OPEN DAWES TO GREAT MUSIC
by Norman Warwick
Until reading an article by NTV writer Tom Lanham at Paste on-line recently, their music had somehow eluded me butDawes, I now know, Dawes is an American folk-rock band from Los Angeles, California, composed of brothers Taylor (guitars and vocals) and Griffin Goldsmith (drums), along with Wylie Gelber (bass) and Lee Pardini (keyboards).
After reading Lanham´s piece, subsequent checking of facts with WikiP told me that Dawes was formed from the band Simon Dawes after the departure of co-songwriter Blake Mills, subsequently abandoning a post-punk sound in favour of folk rock. Dawes has been described as having a Laurel Canyon sound derived from artists such as Crosby, Stills, and Nash, Joni Mitchell and Neil Young.
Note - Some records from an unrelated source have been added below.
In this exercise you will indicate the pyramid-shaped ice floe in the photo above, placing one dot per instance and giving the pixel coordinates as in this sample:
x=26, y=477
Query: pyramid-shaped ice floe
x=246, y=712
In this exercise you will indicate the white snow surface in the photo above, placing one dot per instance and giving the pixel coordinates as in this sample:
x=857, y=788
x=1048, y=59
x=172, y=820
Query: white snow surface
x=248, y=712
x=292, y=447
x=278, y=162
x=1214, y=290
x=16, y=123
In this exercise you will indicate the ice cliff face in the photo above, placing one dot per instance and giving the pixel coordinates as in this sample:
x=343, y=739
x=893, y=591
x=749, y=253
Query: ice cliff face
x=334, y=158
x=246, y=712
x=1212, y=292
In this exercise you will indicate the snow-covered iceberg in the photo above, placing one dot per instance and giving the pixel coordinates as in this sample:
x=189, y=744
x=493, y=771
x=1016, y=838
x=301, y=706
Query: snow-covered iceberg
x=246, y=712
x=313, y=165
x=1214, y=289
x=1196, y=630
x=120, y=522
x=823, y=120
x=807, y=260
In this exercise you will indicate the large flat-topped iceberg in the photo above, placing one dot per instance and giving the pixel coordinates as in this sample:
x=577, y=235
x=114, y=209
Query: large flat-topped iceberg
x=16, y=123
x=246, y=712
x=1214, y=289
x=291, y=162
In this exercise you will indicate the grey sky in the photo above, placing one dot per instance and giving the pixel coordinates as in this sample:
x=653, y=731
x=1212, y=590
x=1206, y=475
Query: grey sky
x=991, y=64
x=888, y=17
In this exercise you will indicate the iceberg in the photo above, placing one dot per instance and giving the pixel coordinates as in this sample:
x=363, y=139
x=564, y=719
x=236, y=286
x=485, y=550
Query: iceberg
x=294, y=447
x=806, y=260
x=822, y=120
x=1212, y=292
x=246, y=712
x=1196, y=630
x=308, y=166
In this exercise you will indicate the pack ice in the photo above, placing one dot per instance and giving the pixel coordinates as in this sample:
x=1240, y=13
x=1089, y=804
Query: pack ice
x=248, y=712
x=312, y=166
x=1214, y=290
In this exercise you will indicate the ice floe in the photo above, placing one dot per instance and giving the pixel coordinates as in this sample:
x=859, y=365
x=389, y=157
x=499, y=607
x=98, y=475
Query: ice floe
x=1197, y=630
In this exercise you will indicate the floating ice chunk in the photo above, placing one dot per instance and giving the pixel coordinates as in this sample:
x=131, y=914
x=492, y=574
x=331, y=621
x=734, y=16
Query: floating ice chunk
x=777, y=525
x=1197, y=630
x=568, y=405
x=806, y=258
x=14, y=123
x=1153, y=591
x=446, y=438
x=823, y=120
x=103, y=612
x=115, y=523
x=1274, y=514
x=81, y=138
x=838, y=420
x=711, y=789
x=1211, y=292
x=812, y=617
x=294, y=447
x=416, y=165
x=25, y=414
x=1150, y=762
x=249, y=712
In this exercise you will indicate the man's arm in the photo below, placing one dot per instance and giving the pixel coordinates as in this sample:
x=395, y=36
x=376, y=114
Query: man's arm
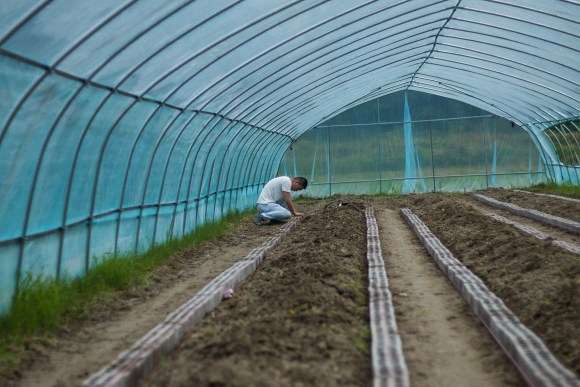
x=288, y=199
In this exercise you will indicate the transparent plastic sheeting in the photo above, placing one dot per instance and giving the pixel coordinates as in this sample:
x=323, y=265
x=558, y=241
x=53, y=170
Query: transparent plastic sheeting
x=124, y=122
x=389, y=146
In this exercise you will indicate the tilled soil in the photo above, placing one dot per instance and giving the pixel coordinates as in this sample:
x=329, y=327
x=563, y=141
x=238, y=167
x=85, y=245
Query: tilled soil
x=443, y=342
x=553, y=206
x=301, y=319
x=114, y=324
x=539, y=282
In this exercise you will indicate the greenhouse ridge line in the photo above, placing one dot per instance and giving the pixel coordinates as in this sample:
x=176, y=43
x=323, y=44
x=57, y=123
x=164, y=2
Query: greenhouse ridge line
x=434, y=44
x=404, y=122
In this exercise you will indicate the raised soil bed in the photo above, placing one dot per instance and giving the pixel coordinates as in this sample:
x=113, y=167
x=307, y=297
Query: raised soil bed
x=539, y=282
x=547, y=204
x=302, y=318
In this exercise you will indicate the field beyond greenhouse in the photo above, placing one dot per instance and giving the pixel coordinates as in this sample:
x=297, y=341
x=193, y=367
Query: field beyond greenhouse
x=308, y=315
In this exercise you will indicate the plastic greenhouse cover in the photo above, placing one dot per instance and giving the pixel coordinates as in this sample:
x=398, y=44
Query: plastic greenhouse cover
x=125, y=122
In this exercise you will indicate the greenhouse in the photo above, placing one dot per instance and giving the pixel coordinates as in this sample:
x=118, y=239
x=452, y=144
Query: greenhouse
x=126, y=125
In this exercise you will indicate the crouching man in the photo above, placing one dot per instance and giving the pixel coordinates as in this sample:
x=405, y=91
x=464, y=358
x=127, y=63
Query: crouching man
x=275, y=201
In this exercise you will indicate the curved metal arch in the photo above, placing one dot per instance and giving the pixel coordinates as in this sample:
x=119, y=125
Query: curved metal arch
x=506, y=114
x=520, y=20
x=163, y=184
x=266, y=78
x=515, y=5
x=126, y=175
x=213, y=45
x=406, y=60
x=158, y=143
x=250, y=156
x=515, y=63
x=549, y=98
x=39, y=7
x=211, y=170
x=194, y=162
x=302, y=92
x=434, y=42
x=236, y=143
x=571, y=151
x=48, y=71
x=376, y=93
x=328, y=33
x=241, y=101
x=535, y=90
x=488, y=26
x=508, y=75
x=313, y=52
x=247, y=138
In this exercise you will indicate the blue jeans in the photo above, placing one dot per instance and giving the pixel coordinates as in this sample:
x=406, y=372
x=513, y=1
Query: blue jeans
x=274, y=211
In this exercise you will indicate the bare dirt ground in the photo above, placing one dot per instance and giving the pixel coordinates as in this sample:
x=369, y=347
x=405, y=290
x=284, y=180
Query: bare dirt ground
x=553, y=206
x=84, y=347
x=444, y=344
x=553, y=232
x=539, y=282
x=300, y=320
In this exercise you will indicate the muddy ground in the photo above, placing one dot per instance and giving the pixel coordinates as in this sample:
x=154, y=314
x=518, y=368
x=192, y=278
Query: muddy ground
x=301, y=319
x=553, y=206
x=113, y=324
x=444, y=343
x=539, y=282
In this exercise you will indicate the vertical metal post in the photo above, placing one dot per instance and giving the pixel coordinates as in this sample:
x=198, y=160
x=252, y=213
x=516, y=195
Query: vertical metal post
x=328, y=160
x=485, y=153
x=432, y=157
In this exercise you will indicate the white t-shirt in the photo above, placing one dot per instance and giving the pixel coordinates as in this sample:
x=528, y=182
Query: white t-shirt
x=272, y=191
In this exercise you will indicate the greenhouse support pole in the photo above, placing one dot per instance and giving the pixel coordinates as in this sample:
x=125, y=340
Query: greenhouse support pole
x=485, y=157
x=432, y=157
x=380, y=164
x=328, y=171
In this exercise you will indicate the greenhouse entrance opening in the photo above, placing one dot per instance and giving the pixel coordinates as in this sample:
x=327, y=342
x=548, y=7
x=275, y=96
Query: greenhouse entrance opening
x=414, y=142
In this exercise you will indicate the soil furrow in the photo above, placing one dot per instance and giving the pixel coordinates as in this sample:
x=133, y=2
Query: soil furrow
x=444, y=343
x=538, y=281
x=549, y=205
x=301, y=319
x=86, y=346
x=554, y=232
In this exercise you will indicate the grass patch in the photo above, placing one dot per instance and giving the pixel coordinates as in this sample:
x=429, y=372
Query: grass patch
x=560, y=189
x=43, y=305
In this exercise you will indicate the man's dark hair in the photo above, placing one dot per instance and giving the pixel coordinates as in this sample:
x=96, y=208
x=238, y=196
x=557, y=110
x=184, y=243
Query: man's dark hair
x=302, y=181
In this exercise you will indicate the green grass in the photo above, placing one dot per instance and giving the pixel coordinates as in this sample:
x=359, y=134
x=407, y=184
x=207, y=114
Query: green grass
x=43, y=305
x=560, y=189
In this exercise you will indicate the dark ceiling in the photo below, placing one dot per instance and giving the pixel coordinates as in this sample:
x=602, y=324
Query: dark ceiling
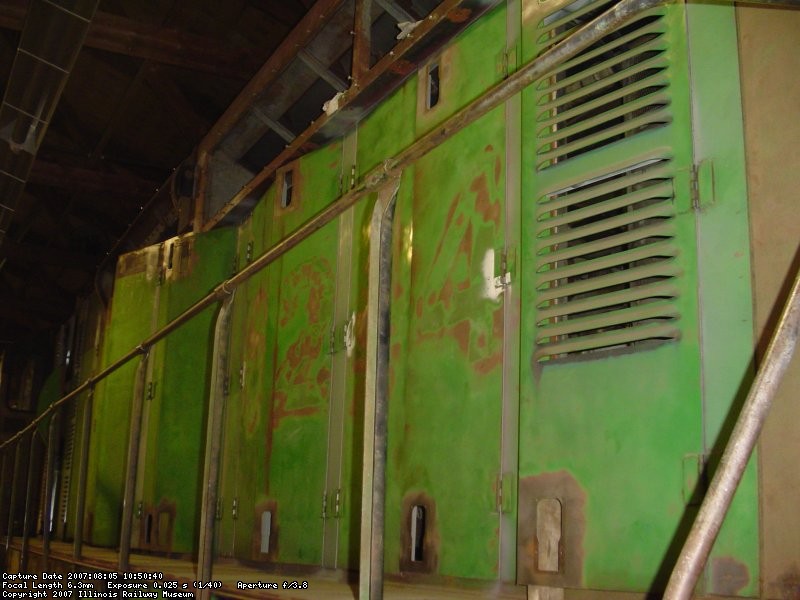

At the invitation of producer Jonathan Wilson, the band joined a local informal jam session that included Conor Oberst, The Black Crowes‘s Chris Robinson, and Benmont Tench. The band recorded their debut album, North Hills, to an analog tape, in Laurel Canyon in a live setting, resulting in a sound that Rolling Stone magazine called “authentically vintage”. Wilco multi-instrumentalist Pat Sansone is also credited with appearing on the release.
The band made their television debut on The Late Late Show with Craig Ferguson on April 14, 2010. Dawes released their second album, Nothing Is Wrong, on June 7, 2011 and toured the US co-headlining with Blitzen Trapper. Original keyboardist Tay Strathairn did not appear on Nothing Is Wrong due to other commitments and was temporarily replaced by Alex Casnoff. Strathairn returned to the band in late 2010. Dawes played alongside Jackson Browne, a subject on several occasions of pieces here among the Sidetracks & Detours, at the Occupy Wall Street event in Zuccotti Park, on December 1, 2011. The band also appeared as themselves on the February 7, 2012 episode of the NBC television series Parenthood.
In February 2013, the band released the single From a Window Seat from the 2013 album Stories Don’t End on Red General Catalog and their own Hub Records.
The song Just Beneath the Surface from Stories Don’t End was featured in the episode Independent Movie of the animated series American Dad!
On April 22, 2015, Dawes performed on The Late Show with David Letterman, paying tribute to Warren Zevon with their cover of Desparados Under the Eaves. They also performed the song Things Happen on the show.
Duane Betts joined the band as a member of their touring ensemble in June 2015, performing as an auxiliary guitarist, whilst Taylor and Duane alternated playing lead guitar on songs. The band’s fourth album, All Your Favorite Bands, was released on June 2, 2015.
Three months later, the departure of keyboardist Tay Strathairn was announced in a Facebook post. Lee Pardini began playing keyboards on the band’s winter 2015/2016 tour and became a permanent member of the band in July 2016. Betts also left the touring ensemble, and was replaced by guitarist Trevor Menear.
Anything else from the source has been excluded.